Tyle że wyobraźnia sobie, a życie sobie. Z opublikowanych na naszych łamach wypowiedzi nauczycieli i ekspertów, z korespondencji, jaka napłynęła, wyłania się obraz smutny, pełen paradoksów. Wiele pytań w testach sprowadza się do swoistej zgadywanki, przy tym nie tyle tu o wiedzę chodzi, ile umiejętność posłużenia się terminologią literaturoznawczą czy językoznawczą. A jeśli w grę wchodzi wiedza, to często tak detaliczna, że jeśli nawet uczeń ją w szkole posiadł, to nie wiadomo po co. Zaś prezentacja maturalna wymaga umiejętności, których nikt w szkole z uczniem nie ćwiczył: napisania obszernej pracy i publicznej jej obrony.
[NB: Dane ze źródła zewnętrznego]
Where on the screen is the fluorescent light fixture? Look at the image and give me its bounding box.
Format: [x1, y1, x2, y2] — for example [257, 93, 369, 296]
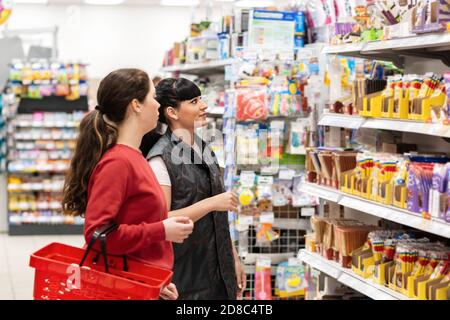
[13, 0, 48, 4]
[236, 0, 275, 8]
[84, 0, 125, 6]
[161, 0, 200, 7]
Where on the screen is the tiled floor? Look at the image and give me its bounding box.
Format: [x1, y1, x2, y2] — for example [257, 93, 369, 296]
[0, 233, 84, 300]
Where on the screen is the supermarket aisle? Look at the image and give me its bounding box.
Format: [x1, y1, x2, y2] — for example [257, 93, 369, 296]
[0, 233, 84, 300]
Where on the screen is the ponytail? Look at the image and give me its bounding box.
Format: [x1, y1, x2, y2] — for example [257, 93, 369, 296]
[62, 69, 150, 216]
[62, 111, 118, 216]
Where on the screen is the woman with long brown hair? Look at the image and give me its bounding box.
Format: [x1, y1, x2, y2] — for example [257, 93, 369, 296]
[63, 69, 193, 299]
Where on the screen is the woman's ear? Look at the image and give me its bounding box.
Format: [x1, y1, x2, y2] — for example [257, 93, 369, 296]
[166, 107, 178, 120]
[131, 99, 142, 114]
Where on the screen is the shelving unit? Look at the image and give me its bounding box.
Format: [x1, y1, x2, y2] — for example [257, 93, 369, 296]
[7, 61, 88, 235]
[298, 250, 410, 300]
[319, 113, 450, 138]
[301, 183, 450, 239]
[298, 33, 450, 300]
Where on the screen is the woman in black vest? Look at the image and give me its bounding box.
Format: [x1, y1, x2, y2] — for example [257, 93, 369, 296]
[141, 78, 246, 300]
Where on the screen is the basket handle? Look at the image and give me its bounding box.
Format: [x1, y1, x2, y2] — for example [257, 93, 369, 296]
[80, 222, 128, 273]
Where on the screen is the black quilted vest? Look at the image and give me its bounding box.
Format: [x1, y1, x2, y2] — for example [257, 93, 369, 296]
[147, 130, 237, 300]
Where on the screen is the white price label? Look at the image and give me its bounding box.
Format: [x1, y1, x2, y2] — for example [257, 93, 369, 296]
[300, 208, 315, 217]
[240, 171, 256, 187]
[258, 176, 273, 185]
[278, 169, 295, 180]
[259, 212, 275, 224]
[256, 257, 271, 268]
[288, 258, 302, 267]
[237, 215, 253, 226]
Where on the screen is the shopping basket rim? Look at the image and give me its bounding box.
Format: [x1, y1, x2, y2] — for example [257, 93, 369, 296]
[29, 242, 173, 289]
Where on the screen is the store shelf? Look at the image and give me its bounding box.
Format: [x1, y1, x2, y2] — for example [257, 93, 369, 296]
[15, 121, 79, 129]
[319, 113, 450, 138]
[244, 252, 295, 264]
[322, 33, 450, 67]
[362, 119, 450, 138]
[14, 137, 77, 142]
[8, 224, 84, 235]
[301, 183, 450, 239]
[300, 182, 342, 202]
[298, 250, 409, 300]
[319, 113, 366, 129]
[243, 264, 277, 276]
[160, 59, 236, 75]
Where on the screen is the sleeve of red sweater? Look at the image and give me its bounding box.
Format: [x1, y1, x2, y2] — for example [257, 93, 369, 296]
[84, 159, 165, 255]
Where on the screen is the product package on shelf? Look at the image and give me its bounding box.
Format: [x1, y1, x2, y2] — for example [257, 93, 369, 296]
[275, 259, 306, 298]
[9, 61, 88, 100]
[255, 258, 272, 300]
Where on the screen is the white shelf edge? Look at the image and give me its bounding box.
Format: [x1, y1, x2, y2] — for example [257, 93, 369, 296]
[298, 249, 409, 300]
[318, 113, 366, 129]
[322, 32, 450, 58]
[318, 113, 450, 138]
[160, 59, 236, 73]
[301, 182, 450, 239]
[362, 119, 450, 138]
[300, 182, 342, 202]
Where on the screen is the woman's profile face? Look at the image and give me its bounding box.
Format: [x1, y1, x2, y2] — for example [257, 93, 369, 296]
[178, 96, 208, 129]
[143, 81, 159, 132]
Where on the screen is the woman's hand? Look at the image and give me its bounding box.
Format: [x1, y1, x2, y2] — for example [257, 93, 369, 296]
[163, 217, 194, 243]
[209, 192, 238, 211]
[159, 283, 178, 300]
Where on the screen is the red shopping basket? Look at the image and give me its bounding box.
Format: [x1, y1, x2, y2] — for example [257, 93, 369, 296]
[30, 222, 172, 300]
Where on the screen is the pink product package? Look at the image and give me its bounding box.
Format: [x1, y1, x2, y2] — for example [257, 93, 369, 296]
[444, 166, 450, 223]
[444, 72, 450, 120]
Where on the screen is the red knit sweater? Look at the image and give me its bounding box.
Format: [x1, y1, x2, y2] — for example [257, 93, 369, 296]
[84, 144, 173, 269]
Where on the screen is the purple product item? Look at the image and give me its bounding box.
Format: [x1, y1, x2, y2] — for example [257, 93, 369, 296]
[430, 163, 450, 220]
[444, 164, 450, 223]
[444, 72, 450, 120]
[406, 166, 420, 213]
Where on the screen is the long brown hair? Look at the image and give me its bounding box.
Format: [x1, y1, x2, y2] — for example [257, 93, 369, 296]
[62, 69, 150, 216]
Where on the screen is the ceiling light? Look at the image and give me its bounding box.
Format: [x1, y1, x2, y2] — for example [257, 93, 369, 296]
[84, 0, 125, 6]
[14, 0, 48, 4]
[236, 0, 275, 8]
[161, 0, 200, 7]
Więc test uczniowie często wypełniają bezrefleksyjnie, „pod klucz”, którego próbują się domyślić. Wypisują bzdury, za co nie spotkają ich żadne negatywne konsekwencje, przeciwnie – jeśli w odpowiedzi znajdzie się choć przebłysk myślenia – egzaminator naciągnie ocenę. Tak przynajmniej wynika z poufnych wyznań, jakie nam poczynili egzaminujący nauczyciele, skłaniani przez władze oświatowe do przychylności przy werdyktach. Bo przecież – ironizowali – byłoby sprawą politycznie niebezpieczną, gdyby miało się okazać, że matura poszła fatalnie.